The waiter brought an elderly gentleman and a young woman to the table and pulled out chairs for them.
“Mr. Cope?” Georg said, standing up.
“This is the European romantic I was telling you about, Lucy, the one who followed his sweetheart across the ocean!”
They sat down. Georg couldn’t take his eyes off Lucy. She was a beauty, an American beauty. Her face was sculptured, with high cheekbones, a strong chin, deep-set eyes, and a childlike mouth with full lips. She was slender, but with wide shoulders and big breasts. He had first noticed such women in commercials, and then had seen them on the street too. He had often wondered what gave them that special something that made them stand apart from European women. He looked at her and still couldn’t figure it out.
Cope eyed him with amusement. “She’s very beautiful and young, and destined to be a marvelous actress.”
“I’m springtime and Calvin is autumn,” Lucy said laughing, and by the time Georg thought of the compliment that he would consider himself lucky to be such an autumn, the moment had passed. The compliment would have been quite sincere, not only because of Lucy, but also because Cope obviously took great pleasure in his maturity and lifestyle. He had a full head of gray hair, and peered at the menu over his spectacles with a senatorial air.

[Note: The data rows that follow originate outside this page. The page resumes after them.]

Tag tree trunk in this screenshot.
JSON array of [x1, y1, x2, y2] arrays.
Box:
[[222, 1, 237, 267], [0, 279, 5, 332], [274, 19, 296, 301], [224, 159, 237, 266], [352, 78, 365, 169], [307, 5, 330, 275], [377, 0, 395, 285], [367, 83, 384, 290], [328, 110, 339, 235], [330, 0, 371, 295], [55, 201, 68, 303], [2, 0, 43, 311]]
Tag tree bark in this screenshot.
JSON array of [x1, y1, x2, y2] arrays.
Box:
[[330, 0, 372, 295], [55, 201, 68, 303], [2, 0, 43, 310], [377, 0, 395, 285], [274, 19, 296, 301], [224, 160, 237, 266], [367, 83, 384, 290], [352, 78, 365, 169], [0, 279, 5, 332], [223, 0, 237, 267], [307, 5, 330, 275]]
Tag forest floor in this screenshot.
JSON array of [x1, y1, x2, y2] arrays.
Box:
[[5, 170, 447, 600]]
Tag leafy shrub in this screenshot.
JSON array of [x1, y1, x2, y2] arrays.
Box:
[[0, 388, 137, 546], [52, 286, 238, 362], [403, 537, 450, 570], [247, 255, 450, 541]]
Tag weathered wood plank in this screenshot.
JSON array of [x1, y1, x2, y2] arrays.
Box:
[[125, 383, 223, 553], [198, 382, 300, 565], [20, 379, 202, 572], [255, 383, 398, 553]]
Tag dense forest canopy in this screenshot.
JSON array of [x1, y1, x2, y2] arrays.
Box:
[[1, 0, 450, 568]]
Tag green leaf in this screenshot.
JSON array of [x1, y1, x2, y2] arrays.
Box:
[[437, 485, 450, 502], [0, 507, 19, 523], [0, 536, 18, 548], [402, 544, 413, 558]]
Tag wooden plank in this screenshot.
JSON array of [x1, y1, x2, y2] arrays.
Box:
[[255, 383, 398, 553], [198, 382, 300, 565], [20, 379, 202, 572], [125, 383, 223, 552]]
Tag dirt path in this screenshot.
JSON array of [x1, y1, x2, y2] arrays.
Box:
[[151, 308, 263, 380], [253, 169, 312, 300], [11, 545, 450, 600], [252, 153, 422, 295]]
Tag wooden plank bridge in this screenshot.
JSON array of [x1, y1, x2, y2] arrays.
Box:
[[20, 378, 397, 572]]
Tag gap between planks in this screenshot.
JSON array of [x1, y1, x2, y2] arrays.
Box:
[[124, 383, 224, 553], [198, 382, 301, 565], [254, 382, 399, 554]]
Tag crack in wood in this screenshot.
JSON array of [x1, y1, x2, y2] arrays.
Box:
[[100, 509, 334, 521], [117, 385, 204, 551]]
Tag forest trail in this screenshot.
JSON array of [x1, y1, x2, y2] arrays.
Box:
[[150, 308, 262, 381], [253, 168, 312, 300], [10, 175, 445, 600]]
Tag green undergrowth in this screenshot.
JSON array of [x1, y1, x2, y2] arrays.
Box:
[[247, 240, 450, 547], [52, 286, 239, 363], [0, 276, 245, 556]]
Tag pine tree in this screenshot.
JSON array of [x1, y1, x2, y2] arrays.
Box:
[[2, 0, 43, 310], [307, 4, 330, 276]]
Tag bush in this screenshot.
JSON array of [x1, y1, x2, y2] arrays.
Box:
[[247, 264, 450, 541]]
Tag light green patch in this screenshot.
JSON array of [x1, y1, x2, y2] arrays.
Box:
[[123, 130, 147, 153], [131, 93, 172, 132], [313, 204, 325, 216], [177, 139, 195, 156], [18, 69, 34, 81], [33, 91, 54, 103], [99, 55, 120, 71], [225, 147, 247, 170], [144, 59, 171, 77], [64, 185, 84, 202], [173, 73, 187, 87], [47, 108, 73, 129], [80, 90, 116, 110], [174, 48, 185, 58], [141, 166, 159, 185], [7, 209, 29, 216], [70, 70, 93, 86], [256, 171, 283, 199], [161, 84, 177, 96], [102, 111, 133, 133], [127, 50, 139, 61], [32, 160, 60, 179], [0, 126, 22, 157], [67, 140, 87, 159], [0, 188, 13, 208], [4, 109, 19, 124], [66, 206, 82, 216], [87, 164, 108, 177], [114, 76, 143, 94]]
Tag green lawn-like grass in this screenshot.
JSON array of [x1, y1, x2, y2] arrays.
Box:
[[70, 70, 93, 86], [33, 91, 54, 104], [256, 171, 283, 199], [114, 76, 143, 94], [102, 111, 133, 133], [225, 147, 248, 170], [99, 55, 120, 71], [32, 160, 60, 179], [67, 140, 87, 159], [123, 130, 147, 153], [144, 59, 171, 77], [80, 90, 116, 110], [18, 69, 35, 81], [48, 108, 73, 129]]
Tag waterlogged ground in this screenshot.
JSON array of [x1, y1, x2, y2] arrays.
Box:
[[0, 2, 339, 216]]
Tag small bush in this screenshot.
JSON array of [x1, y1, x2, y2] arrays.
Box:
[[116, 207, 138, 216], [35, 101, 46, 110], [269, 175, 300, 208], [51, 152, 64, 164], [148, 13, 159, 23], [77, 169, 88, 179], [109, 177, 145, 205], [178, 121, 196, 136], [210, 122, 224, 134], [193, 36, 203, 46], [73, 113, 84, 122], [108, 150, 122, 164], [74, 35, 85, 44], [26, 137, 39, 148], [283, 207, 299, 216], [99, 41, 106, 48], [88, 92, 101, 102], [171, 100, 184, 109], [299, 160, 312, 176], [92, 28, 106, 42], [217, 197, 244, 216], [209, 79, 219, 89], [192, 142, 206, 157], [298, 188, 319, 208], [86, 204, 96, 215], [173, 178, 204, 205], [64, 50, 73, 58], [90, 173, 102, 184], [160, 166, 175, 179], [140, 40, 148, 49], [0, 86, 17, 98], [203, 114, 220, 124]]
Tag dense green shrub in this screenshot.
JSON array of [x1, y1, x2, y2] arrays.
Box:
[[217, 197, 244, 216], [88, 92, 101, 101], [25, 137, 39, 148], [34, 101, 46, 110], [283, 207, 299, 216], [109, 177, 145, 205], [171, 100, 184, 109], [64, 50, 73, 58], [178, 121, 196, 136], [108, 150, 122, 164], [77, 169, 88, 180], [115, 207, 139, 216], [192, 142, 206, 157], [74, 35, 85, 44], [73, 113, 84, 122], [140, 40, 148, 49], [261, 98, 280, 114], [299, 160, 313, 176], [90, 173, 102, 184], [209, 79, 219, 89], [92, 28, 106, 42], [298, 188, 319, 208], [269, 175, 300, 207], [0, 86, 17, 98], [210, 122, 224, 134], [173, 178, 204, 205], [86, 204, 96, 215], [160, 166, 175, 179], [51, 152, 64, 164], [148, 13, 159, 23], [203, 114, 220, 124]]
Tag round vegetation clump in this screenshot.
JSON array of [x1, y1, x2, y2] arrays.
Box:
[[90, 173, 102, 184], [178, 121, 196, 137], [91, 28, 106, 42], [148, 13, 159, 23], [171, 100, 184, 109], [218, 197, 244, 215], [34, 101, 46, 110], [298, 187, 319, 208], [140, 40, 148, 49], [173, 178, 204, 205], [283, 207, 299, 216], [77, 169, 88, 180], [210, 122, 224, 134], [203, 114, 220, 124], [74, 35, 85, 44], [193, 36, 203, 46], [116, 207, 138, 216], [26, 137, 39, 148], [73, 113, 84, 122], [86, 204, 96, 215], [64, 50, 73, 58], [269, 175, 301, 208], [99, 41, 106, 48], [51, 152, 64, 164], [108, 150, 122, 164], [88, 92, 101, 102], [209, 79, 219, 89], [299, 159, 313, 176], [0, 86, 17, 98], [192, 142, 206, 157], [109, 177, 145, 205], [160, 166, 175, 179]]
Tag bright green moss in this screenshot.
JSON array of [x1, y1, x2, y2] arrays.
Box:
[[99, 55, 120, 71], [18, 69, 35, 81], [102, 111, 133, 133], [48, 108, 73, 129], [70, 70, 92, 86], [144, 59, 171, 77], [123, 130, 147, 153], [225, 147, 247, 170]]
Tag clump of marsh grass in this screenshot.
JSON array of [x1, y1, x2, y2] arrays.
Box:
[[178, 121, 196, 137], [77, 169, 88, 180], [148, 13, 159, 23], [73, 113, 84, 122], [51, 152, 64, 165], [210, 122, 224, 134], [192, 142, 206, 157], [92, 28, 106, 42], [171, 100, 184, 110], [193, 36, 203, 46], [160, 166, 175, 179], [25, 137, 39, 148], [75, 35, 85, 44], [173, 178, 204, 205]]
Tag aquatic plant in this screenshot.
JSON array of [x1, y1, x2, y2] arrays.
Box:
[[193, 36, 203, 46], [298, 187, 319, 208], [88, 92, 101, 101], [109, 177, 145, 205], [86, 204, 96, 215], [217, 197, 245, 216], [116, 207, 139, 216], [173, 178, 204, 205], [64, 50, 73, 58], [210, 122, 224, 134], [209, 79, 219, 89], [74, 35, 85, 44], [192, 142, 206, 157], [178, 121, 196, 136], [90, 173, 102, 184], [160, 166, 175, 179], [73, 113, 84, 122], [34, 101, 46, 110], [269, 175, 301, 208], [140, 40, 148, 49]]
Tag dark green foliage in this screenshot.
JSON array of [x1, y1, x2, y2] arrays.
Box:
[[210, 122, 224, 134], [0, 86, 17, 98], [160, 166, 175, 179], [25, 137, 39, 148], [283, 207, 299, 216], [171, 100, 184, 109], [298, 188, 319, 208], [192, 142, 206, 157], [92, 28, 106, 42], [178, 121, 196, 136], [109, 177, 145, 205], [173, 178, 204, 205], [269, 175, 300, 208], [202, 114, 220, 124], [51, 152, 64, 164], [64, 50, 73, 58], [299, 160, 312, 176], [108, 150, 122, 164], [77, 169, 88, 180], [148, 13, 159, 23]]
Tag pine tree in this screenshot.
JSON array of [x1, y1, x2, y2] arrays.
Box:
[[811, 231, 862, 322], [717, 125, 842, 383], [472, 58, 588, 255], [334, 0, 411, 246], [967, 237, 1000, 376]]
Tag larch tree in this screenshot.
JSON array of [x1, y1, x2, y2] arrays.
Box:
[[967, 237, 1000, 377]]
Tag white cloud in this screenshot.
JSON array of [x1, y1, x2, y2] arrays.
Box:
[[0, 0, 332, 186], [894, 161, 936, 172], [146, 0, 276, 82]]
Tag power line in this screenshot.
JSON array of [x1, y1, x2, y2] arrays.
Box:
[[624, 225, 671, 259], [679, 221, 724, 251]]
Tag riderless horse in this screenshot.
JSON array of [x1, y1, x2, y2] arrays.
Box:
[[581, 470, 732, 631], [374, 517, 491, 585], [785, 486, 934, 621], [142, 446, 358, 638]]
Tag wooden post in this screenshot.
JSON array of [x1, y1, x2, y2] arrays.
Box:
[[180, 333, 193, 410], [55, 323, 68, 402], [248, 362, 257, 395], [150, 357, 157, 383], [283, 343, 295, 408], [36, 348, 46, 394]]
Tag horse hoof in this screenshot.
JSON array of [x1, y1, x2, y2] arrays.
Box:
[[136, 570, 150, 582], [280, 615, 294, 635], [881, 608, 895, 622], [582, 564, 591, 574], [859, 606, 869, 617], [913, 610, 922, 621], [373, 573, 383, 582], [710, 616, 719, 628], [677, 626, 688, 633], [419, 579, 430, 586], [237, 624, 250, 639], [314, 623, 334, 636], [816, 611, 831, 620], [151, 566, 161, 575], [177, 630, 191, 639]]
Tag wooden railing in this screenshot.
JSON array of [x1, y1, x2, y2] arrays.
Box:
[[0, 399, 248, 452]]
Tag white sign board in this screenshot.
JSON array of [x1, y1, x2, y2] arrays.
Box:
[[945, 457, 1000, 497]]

“Leave the ordering to me,” Cope said. “I’ve been coming here for years. In the meantime, aren’t you going to say something?”
Georg hadn’t said a word yet. “I’m very grateful you have taken the time to see me, Mr. Cope. I don’t even know her real name: she wanted me to call her Françoise, as it’s a French name and she loves France. But I do know,” he lied smoothly, “that she was involved with the cathedral’s theater workshop and that she had a great teacher. She often spoke of it. This rather bad picture is the only thing I have.” Georg took out the photo and gave it to Cope, who passed it on to Lucy and looked at Georg pensively.
“Isn’t there a German poem about a woman searching for someone?” Cope asked. “All she knows is his name, and she follows him across the sea? Or is it the other way around, he follows her? My mother’s Swiss. She used to recite that poem when I was a boy.”
“Do you speak German?”
“I used to. But that poem-your touching story reminded me of it when we were talking on the phone. Do you know the one I mean?”